AviatrixSystems / terraform-provider-aviatrix

Terraform Aviatrix provider
https://www.terraform.io/docs/providers/aviatrix/
Mozilla Public License 2.0
44 stars 50 forks source link

AWS Peering state mismatch after upgrade to 3.0.1 (UserConnect-7.0.1373) #1532

Open dxciberaws opened 1 year ago

dxciberaws commented 1 year ago

After controller and gateways update to UserConnect-7.0.1373 and TF plugin upgraded to 3.0.1, the existing TF AWS peering resources that were previously defined are found to not match the exisiting configured peerings about their route table lists.

A terraform apply command results in all AWS peering resources requiring replacement to update their route table lists.

If the terraform apply is responded with yes the resources are destroyed and created again, but a next terraform apply command will again require to recreate all of them for the same mismatch of route table lists.

Steps to reproduce

Expected behavior

Running a terraform apply results in no changes required

Additional data / screenshots

Sample output for one of the defined AWS peering resources (all existing are affected by the issue):

  # aviatrix_aws_peer.sec-sbx must be replaced
-/+ resource "aviatrix_aws_peer" "sec-sbx" {
      ~ id            = "vpc-66b02c0d~vpc-01918fab5e6792eba" -> (known after apply)
      ~ rtb_list1     = [ # forces replacement
          - "rtb-db434eb0",
          - "rtb-3a424f51",
            "rtb-5c404d37",
            "rtb-86404ded",
          + "rtb-db434eb0",
          + "rtb-3a424f51",
        ]
      ~ rtb_list2     = [ # forces replacement
          - "rtb-086467e3ce4b50187",
          - "rtb-028657d2127b7458b",
          - "rtb-0b45932b5b6188479",
          - "rtb-0ffe6b88a7e9ae1d8",
          - "rtb-02a64f885b9b1a594",
          - "rtb-0296c8da84d8ec5c1",
          - "rtb-063ce2461a82cc3b0",
          - "rtb-00fb6b53c6aa41906",
          - "rtb-032b125694f120d75",
          + "all",
        ]
        # (6 unchanged attributes hidden)
    }

Plan: 7 to add, 0 to change, 7 to destroy.

NOTICE how two route table IDs are selected to be removed and also added, and that "all" is being compared against the expanded list of all route table IDs

Environment:

Additional context

No updates to defined resources are possible without incurring in the destruction and re-creation of all the existing AWS peerings

A change in the list_aws_peering behaviour may be the root cause. As observed in the code, the route tables lists are obtained from the list_aws_peering API call. The terraform provider code does not sort or process the resulting list of values in any way, and does not treat the attribute as a list in the way that the comparison operation is performed (should be comparing all elements). A change in the way the API returns the values, such as ordering them differently would result in the provider incorrectly detecting that the values are different while they are in fact the same.

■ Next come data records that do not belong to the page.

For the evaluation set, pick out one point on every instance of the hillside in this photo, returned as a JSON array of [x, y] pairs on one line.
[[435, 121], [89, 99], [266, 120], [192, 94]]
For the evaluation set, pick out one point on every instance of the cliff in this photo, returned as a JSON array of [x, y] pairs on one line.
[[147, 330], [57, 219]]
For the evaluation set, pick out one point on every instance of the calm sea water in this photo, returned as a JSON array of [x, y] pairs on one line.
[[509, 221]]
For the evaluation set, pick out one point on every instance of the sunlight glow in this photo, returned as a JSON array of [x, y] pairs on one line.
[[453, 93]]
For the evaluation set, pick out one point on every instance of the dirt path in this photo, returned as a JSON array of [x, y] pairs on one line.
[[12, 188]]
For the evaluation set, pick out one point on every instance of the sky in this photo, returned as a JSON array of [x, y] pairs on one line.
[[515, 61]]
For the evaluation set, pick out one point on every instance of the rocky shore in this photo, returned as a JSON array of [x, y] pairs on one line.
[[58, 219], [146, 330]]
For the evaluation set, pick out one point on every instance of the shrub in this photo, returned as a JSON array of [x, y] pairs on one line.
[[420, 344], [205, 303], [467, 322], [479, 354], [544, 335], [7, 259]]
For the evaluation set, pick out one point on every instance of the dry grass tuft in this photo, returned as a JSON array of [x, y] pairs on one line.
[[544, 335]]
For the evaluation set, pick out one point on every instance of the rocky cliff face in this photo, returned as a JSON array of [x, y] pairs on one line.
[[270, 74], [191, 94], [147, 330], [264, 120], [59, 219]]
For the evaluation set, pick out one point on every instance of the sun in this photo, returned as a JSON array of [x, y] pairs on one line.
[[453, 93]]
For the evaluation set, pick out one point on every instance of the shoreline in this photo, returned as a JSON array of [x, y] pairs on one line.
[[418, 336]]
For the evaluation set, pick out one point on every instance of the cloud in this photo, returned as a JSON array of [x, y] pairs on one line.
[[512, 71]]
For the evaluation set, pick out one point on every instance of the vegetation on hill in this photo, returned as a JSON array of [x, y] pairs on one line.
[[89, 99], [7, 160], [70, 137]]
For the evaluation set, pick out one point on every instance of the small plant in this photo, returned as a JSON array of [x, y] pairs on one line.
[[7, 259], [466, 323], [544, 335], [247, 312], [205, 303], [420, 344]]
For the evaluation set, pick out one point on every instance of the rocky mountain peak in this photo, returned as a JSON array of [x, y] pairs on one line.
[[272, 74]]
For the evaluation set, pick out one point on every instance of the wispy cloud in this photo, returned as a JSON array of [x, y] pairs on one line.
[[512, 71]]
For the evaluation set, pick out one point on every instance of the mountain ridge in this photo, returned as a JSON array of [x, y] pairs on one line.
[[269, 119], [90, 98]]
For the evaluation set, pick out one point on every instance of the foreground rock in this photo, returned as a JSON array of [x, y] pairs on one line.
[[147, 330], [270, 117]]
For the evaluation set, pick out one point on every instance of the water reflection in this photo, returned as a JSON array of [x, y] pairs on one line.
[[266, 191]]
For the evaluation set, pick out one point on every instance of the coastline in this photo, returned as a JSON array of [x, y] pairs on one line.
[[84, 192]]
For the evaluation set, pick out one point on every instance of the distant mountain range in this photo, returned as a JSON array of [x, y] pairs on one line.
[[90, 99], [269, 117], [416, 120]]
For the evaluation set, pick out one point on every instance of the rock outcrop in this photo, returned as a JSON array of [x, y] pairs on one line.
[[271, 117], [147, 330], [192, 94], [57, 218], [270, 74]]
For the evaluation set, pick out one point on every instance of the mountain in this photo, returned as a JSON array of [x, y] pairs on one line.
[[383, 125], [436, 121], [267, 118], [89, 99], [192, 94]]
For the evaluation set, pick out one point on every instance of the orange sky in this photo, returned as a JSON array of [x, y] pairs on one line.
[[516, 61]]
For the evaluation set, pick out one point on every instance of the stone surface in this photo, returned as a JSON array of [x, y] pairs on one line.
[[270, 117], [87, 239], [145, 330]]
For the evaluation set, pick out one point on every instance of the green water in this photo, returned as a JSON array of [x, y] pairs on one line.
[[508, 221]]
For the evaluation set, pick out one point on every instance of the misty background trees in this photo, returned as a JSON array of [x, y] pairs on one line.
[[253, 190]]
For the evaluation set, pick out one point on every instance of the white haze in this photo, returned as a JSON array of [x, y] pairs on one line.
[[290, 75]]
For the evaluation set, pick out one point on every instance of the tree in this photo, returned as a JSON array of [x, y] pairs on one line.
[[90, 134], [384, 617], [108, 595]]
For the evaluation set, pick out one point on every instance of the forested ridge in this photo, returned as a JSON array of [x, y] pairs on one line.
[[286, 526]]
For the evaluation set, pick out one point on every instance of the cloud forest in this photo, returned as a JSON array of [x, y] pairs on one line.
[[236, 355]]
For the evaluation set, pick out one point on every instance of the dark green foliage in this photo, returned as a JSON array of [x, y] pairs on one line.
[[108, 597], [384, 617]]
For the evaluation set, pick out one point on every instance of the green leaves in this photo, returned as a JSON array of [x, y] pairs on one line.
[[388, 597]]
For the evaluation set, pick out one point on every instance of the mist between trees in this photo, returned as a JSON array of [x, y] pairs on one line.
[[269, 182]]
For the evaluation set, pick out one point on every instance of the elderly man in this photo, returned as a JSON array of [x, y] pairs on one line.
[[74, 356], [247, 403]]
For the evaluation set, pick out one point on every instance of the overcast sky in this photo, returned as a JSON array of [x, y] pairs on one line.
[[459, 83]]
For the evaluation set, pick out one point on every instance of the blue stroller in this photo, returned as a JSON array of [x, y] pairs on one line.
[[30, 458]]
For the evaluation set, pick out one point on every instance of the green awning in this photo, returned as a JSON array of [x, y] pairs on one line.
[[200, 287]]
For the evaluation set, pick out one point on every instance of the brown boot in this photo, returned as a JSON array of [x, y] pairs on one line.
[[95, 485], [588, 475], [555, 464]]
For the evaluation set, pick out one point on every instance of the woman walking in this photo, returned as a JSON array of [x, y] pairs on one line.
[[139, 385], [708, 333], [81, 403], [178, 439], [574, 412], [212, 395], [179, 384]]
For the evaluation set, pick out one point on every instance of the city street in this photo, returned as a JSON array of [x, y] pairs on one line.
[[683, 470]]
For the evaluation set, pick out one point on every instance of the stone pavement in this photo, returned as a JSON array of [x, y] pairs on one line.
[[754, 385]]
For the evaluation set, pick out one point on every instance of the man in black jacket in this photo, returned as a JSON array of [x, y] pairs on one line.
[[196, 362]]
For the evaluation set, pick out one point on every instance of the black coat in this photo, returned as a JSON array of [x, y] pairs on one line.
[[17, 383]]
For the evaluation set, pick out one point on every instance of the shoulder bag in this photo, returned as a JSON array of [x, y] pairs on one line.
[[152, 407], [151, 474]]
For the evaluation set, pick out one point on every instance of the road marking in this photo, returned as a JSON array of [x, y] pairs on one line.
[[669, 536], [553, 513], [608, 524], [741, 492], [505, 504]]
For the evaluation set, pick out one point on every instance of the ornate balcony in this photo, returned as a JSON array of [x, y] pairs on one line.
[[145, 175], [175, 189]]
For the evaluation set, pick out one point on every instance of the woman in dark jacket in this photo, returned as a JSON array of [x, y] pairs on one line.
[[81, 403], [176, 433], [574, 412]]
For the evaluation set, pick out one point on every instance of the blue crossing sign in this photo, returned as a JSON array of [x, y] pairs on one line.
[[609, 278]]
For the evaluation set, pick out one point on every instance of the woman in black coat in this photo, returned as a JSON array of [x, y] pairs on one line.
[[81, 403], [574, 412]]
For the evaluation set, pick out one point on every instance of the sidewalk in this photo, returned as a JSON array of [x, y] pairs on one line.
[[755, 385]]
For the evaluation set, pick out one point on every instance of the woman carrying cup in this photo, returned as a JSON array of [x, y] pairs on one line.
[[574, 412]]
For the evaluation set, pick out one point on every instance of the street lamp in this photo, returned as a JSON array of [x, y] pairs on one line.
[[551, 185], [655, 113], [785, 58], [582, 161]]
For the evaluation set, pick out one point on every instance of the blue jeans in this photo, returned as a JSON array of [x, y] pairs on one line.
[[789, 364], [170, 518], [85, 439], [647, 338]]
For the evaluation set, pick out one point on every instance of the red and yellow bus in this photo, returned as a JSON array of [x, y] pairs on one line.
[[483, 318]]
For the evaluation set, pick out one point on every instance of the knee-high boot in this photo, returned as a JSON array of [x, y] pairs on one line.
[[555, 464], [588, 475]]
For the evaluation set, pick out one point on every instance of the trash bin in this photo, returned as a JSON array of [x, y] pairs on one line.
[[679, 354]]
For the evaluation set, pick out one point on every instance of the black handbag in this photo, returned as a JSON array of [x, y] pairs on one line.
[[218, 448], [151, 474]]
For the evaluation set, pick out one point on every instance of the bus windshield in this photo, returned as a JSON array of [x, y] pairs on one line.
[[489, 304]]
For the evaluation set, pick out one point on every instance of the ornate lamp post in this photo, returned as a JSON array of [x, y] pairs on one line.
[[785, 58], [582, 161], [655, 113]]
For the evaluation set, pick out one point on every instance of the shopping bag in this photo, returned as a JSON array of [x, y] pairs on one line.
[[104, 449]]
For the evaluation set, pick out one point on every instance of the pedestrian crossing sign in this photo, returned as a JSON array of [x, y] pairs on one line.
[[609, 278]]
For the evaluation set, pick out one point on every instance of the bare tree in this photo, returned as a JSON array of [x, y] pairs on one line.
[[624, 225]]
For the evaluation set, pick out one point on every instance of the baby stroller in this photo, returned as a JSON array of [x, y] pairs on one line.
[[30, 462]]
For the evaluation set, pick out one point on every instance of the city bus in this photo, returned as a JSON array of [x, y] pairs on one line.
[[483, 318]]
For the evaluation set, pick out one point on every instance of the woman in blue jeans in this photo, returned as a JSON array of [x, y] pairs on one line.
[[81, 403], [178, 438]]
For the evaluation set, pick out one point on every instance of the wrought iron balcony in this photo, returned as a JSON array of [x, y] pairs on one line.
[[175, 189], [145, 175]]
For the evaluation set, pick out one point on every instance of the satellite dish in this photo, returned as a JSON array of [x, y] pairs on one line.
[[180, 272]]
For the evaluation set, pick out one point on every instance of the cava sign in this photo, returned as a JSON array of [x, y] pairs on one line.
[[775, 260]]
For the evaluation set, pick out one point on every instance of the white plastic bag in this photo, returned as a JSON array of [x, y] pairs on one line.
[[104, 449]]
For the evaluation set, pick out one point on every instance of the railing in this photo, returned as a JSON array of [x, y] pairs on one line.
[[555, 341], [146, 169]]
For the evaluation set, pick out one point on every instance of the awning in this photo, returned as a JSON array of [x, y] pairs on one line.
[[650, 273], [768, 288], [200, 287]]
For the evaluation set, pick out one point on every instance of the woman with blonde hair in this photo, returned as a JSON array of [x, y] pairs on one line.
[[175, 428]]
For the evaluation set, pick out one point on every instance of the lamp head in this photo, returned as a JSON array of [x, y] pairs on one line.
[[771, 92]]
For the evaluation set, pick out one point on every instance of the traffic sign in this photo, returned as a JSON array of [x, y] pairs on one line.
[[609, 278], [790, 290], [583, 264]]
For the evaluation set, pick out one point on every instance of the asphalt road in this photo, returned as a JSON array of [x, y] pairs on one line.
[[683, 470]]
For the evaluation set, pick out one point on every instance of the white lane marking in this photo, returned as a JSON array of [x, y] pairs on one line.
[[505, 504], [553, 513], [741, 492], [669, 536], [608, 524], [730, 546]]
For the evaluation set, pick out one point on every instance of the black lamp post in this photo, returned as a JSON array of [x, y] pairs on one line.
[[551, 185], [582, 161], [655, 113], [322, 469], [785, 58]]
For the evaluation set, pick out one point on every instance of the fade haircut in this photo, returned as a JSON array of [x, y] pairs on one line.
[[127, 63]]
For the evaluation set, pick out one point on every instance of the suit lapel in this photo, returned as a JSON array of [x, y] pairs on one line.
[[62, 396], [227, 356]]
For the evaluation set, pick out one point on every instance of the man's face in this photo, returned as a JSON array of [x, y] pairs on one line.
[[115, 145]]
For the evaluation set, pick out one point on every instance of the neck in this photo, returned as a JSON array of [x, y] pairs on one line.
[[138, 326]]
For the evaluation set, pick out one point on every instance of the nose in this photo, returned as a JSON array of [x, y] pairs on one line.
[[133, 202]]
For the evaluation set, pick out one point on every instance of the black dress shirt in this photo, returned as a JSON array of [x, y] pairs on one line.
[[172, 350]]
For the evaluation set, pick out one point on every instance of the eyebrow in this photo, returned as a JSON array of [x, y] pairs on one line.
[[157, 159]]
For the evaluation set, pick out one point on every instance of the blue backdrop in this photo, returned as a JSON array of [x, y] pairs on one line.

On the other hand, the provider is not updating the state with the new list_aws_peering API result, as in a next execution of terraform apply the issue happens again.

The resource creation API call seems to produce the list of elements in a different order than the list_aws_peering API, hence making the created state not match the refreshed state.

On creation of the resource a deferred read of the resource from the controller was introduced:

    flag := false
    defer resourceAviatrixAWSPeerReadIfRequired(d, meta, &flag)

    _, err := client.CreateAWSPeer(awsPeer)
    if err != nil {
        return fmt.Errorf("failed to create Aviatrix AWSPeer: %s", err)
    }

    return resourceAviatrixAWSPeerReadIfRequired(d, meta, &flag)
}

func resourceAviatrixAWSPeerReadIfRequired(d *schema.ResourceData, meta interface{}, flag *bool) error {
    if !(*flag) {
        *flag = true
        return resourceAviatrixAWSPeerRead(d, meta)
    }
    return nil
}

The logic there sets flag=false which causes that the state is then read. If the resource exists, its details are are read, if not nil is returned (https://github.com/AviatrixSystems/terraform-provider-aviatrix/blob/d6417b711c34210831db9e6a44f7b79620300c07/aviatrix/resource_aviatrix_aws_peer.go#L141).

Then at the end of the block the resource read is repeated, but this time flag will always be true both if the resource existed or not, causing that this last invocation returns always nil and the resource's data is not read again, so the route table list attribute is not expanded and remains with the "all" value.

In our example, we verified that rtblist1 is affected by a change in the order of the elements. Changing the definition of the resource in the TF file to put the first two values last, fixed the issue for those, as seen in our test:

  # aviatrix_aws_peer.sec-sbx must be replaced
-/+ resource "aviatrix_aws_peer" "sec-sbx" {
      ~ id            = "vpc-66b02c0d~vpc-01918fab5e6792eba" -> (known after apply)
      ~ rtb_list2     = [ # forces replacement
          - "rtb-086467e3ce4b50187",
          - "rtb-028657d2127b7458b",
          - "rtb-0b45932b5b6188479",
          - "rtb-0ffe6b88a7e9ae1d8",
          - "rtb-02a64f885b9b1a594",
          - "rtb-0296c8da84d8ec5c1",
          - "rtb-063ce2461a82cc3b0",
          - "rtb-00fb6b53c6aa41906",
          - "rtb-032b125694f120d75",
          + "all",
        ]
        # (7 unchanged attributes hidden)
    }

The original state (from the previous version) contains the route table values in the order they are defined in the TF file, while now the controller returns them in a different order. Terraform does not apply any ordering to the list and assumes that the order may be significant to the resource's definition, causing the difference to be marked as a mismatch. It is the responsibility of the provider to handle or not a different order of values and provide Terraform with a consistent result to be stored in the state.

dxciberaws commented 1 year ago

Bug is confirmed in support's lab. As of now a workaround is to include

lifecycle { ignore_changes = [rtb_list1, rtb_list2]}

In the resource's definition.